She called me a few months ago asking if I wanted to get together. It's been ages since I've seen her, maybe almost six years ago, and though I haven't seen her for awhile, it was always nice to hear from an old friend. Especially one I have shared many wonderful moments with. I guess in the age of advanced social networking, it really shouldn't be too hard to keep in touch. And to think, we apparently have been living in the same neighborhood for awhile.

We've lost touch over the years. She had a baby. I got married. And I guess, as I have said before, there were things that got in the way that became more important than friendship. I don't hold it against her, just like I have accepted that the changes and choices that we've made didn't necessarily mean we didn't care about each other anymore. So when I got that call, I was more than excited to see what she's been up to.

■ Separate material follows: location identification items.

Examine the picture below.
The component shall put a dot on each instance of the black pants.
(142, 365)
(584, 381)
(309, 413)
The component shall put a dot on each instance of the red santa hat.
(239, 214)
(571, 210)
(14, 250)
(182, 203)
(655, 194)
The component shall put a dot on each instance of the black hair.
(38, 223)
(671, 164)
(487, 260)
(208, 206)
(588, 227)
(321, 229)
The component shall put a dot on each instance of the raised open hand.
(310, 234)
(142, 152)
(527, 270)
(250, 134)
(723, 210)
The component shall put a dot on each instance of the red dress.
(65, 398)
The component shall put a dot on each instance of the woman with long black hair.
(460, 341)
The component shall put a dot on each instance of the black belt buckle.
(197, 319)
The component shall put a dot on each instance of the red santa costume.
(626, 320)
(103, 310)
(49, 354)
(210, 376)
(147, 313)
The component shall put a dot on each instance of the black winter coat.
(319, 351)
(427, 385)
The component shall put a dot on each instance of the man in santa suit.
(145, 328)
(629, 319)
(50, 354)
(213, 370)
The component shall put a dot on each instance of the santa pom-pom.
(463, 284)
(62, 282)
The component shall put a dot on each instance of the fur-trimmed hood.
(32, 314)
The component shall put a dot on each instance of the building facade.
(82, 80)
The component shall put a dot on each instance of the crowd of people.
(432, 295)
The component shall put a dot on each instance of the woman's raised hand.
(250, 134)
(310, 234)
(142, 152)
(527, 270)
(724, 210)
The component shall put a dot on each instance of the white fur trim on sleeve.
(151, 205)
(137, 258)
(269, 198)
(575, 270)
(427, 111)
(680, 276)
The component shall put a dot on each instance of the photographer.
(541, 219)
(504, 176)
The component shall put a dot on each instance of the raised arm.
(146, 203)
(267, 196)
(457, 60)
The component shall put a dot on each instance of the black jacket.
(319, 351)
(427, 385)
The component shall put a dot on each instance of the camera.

We didn't actually make it to dinner that day though. She had a personal matter to attend to and I didn't want her to feel obligated for cancelling so I said to her, "Don't worry. I'm sure there'll be other days". How little did I know then.

I got a message today saying that she had passed away. I thought it was a joke. How could someone my age be gone? I don't know the details yet, but I still couldn't believe it. All I can think about is how I spoke to her just a few months ago. How we were supposed to meet and how I probably should have called her back and tried to reschedule that appointment. How I could have seen her and found out what she'd been up to. Somehow, I feel like I have neglected her. That somehow, I have failed her.

I look back to those childhood/preteen years we've spent together and all the stories, memories and laughters we've shared. I think about the letters we used to write each other and how she made that time of my life bearable.

I think about how I can never see my friend again.

Goodbye, M. Rest peacefully, my dear friend.